I wish you knew my friend Ira. Ira and I roomed in college for four years. He went on to med school and became a prominent cardiologist in New York. He was the only guy from my graduating class who travelled all the way across the country to attend Amy's and my wedding in California. Ira was a fantastic roommate. He shared my passion for keeping the room clean. He didn't mess with my stuff. He cared about getting good test scores like I did. He hardly ever pried into my private life and never bled all over me with his stuff. Both of us put a lot of energy into keeping our lawns well-groomed and our surfaces well-polished. In fact, Ira was so good at keeping up appearances that he died of cancer without ever telling me he was sick. We never said "I love you." We never said "goodbye." And I wonder to this day how my insistence on maintaining an image of my own smoothness and invulnerability might have made it harder for Ira to let me into his disease.

If only we could admit how sick and unclean we are so that we might find love and mercy. Not everyone will offer it to us. Some Pharisees won't. But God and his genuine servants will. This is the second and final message Jesus offers us today. The first message is that we can stop pretending that we are something we are not, because God knows our reality. And the second truth is this: Hope begins at the point of authenticity. "Why [do you] eat with tax collectors and sinners," the Pharisees asked in Matthew chapter 9. Because, said Jesus, "it is not the healthy who need a doctor but the sick. I have not come to call the righteous, but sinners."

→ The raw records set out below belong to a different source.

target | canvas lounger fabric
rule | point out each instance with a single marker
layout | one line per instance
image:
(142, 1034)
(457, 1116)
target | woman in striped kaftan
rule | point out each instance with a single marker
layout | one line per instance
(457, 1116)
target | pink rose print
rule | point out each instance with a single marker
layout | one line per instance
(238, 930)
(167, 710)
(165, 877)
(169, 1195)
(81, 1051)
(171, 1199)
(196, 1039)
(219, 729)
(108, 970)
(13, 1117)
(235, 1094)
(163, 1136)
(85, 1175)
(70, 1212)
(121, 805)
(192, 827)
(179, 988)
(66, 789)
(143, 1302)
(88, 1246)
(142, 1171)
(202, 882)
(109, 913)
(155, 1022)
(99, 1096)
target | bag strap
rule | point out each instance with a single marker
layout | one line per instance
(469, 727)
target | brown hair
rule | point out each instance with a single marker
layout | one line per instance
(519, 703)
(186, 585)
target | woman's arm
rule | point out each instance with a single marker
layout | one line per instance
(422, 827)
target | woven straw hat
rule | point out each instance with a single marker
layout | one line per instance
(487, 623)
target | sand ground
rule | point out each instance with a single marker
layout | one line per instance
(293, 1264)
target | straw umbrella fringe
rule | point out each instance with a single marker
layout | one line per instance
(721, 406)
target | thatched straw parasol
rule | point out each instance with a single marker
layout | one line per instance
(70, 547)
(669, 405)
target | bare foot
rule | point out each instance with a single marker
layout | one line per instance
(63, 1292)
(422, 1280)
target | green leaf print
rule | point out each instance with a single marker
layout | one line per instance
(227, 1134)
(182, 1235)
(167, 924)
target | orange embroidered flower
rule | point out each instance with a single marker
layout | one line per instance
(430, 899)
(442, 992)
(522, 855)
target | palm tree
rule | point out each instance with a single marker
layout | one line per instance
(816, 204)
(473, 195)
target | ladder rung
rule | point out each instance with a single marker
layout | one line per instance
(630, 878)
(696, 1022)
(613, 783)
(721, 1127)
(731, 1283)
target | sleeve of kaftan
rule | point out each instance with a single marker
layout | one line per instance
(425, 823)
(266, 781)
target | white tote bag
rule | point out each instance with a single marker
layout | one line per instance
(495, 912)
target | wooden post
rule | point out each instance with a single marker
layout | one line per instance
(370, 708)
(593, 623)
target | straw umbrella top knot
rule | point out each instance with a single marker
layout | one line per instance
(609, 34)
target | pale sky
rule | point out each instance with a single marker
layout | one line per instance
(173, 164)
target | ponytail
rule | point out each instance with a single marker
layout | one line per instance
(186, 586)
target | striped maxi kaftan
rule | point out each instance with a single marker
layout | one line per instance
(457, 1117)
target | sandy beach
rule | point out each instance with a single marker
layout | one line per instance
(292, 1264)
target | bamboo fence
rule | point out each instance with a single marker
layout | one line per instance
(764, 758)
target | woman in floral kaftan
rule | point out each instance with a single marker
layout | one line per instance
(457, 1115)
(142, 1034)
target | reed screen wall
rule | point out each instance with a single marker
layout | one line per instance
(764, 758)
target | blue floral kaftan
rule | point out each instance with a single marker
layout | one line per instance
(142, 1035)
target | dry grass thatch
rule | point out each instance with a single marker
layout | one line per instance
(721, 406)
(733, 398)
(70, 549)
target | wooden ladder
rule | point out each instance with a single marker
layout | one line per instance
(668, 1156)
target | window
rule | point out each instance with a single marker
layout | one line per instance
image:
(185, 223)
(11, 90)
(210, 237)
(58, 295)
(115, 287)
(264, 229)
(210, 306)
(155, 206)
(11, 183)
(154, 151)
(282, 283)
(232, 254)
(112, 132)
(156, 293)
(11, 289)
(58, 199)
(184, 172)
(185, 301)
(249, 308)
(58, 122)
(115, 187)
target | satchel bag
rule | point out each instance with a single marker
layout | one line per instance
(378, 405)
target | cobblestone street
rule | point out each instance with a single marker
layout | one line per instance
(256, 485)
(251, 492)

In other words, I can't do anything with those who are all about keeping up appearances, who are mainly about superficial righteousness, who fool themselves about how close to the par of real holiness they are playing. But for those who are authentic about their condition, so much is possible. Real forgiveness of our sin is possible. Real intimacy is possible with those who will not give themselves to us until they know we have cracks and crevices in us like they know they have in themselves. Real transformation is possible for those willing to say, "Search me, Jesus, I need your healing touch from the inside out."

Conclusion

If you dare such vulnerability, it will look crazy to some of the neighbors. But living in reality rather than pretend-land is a major part of how we ultimately find our way to living in sanity.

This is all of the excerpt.